Mettā is non-aversion, but it’s also non-fascination and non-projection. It releases others from being the objects of our projections, lust and idealism. It allows others to not be the way I want them to be for me. True love for another means that you don’t appropriate someone or project your unfulfilled wishes or needs onto them. Instead, mettā means recognizing otherness, and feeling that it’s OK. We don’t have to make people the same as ourselves or judge ourselves, based on what we think about other people. We don’t have to feel we have to win them over, or feel that they should satisfy our emotional hunger. And when mettā is fully developed it can allow us to be with the irritating and the unfair and the messy, so that such perceptions no longer even take hold.

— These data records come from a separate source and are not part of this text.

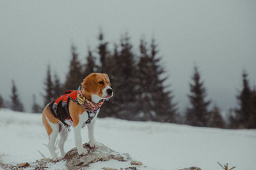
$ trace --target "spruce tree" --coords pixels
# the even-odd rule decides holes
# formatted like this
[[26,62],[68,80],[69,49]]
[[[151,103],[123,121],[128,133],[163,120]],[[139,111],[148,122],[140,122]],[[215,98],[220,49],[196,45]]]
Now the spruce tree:
[[109,101],[105,102],[102,106],[102,111],[99,115],[101,117],[120,117],[118,113],[120,111],[122,111],[124,109],[123,108],[124,105],[120,104],[120,97],[122,97],[122,94],[120,94],[120,91],[122,90],[122,85],[120,80],[121,80],[122,77],[118,66],[118,63],[120,62],[118,62],[118,60],[120,59],[119,57],[118,46],[115,45],[113,54],[109,55],[106,61],[106,72],[109,78],[111,87],[114,91],[114,95]]
[[249,128],[256,129],[256,90],[252,92],[252,108],[249,118]]
[[239,118],[241,127],[248,128],[249,118],[252,111],[252,91],[250,89],[247,73],[244,70],[243,73],[243,90],[237,96],[239,108],[236,110],[236,114]]
[[43,96],[44,99],[44,106],[46,106],[49,103],[54,99],[54,94],[53,92],[53,83],[51,74],[51,66],[47,66],[47,70],[46,73],[46,79],[44,82],[45,85],[45,94]]
[[173,103],[172,92],[166,90],[163,85],[166,78],[161,78],[164,71],[159,65],[161,58],[157,56],[155,40],[151,41],[149,53],[147,43],[142,39],[140,49],[137,104],[140,120],[175,122],[176,104]]
[[4,108],[4,99],[2,97],[2,96],[0,95],[0,108]]
[[189,83],[191,94],[188,95],[191,107],[187,109],[186,122],[191,125],[207,127],[209,118],[207,108],[211,101],[205,99],[206,90],[196,66],[194,67],[192,80],[193,82]]
[[118,66],[120,82],[115,90],[115,97],[118,100],[119,111],[117,117],[121,118],[132,120],[136,110],[136,67],[134,54],[132,53],[132,45],[130,38],[126,33],[120,40],[121,50],[116,60]]
[[225,121],[217,106],[215,106],[210,113],[208,126],[219,128],[224,128],[225,127]]
[[95,64],[95,57],[93,55],[92,51],[88,51],[88,55],[86,56],[86,63],[84,64],[84,69],[83,71],[83,78],[86,77],[90,73],[95,72],[97,67]]
[[98,39],[99,45],[97,47],[99,55],[100,57],[100,67],[99,67],[99,72],[107,73],[107,60],[109,55],[109,52],[108,50],[108,42],[105,42],[102,32],[100,32]]
[[[256,127],[256,103],[254,92],[250,88],[248,74],[243,72],[243,89],[236,96],[239,106],[229,116],[230,128]],[[255,122],[254,122],[255,120]]]
[[14,83],[14,80],[12,81],[12,96],[11,96],[11,101],[12,101],[12,106],[11,109],[13,111],[24,111],[23,104],[21,103],[20,99],[19,97],[17,94],[17,90]]
[[52,87],[53,97],[57,99],[58,97],[61,96],[64,92],[60,78],[56,73],[54,74],[54,80],[52,83]]
[[42,109],[36,103],[36,98],[35,95],[33,94],[32,97],[33,97],[32,113],[41,113],[42,111]]
[[76,48],[71,46],[72,59],[69,65],[69,71],[66,76],[66,81],[64,84],[64,91],[76,90],[79,83],[83,82],[82,65],[78,59]]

It’s the same for ourselves: when we hold ourselves with the mind of goodwill, we don’t have to feel intimidated and compelled to prove ourselves. We have all been small, weak and stupid. We have all been totally irresponsible infants, awkward adolescents, made a mess of things, lied, cheated and maybe even killed. Yet we changed. These were all visitors and forces that occupied the mind. Now there’s no denying the responsibility for allowing one’s mind to be so occupied, but our current responsibility is one of cultivating virtue, discernment and kindness, not of obsessing and sustaining the burden of guilt and denial. And one of the major healing tools for this process is mettā. With this we take on samsāra with non-aversion and non-projection. We can accept the presence of the petty-mindedness, the guilt and anxiety as visitors conditioned into the mind, and work with them. Then there is nothing to hide from or dread anymore. This is a more useful approach than going through another round of anguish, self-hatred and defensiveness. By stilling these reactions, mettā enables us to penetrate to, and remove, the root cause of ill-will – often towards ourselves – underneath the complexes.

Start with Empathy

If you can regard this mind as it really is, you become compassionate. People’s minds are conditioned and formed around circumstances. You realize that people may not know much about kindness simply because they haven’t received much of it. Hurtful, abusive things may have been done or said to them; appreciation and warmth may have been in short supply. Consequently, such minds can have sour flavourings which attach to their sense of self and others, and which engender aversive or mistrustful responses. The default then is a distorted relational sense in which pleasure and personal security come from besting others, even through making fun of or scapegoating them. A boundary has been created which blocks empathy. And it doesn’t even feel bad at first: getting more than another, putting others down or taking revenge has the same sweet burst to it as a drug. That’s why it takes over.

But it doesn’t have to, all that’s needed is for someone to tell the truth about suffering and the note of empathy is struck: ‘You mean you feel like that too!’  Suddenly the conflict, the ‘you’re so different from me,’ falls away. No one has changed anything except the self-other line up, but in that moment of empathy there is a mutual deepening. The way out of ill-will is not through judging who’s right, but through finding common ground. Kindness, or non-aversion, begins with empathy, the sense that we’re all in this same samsāric ocean together, struggling in the floods.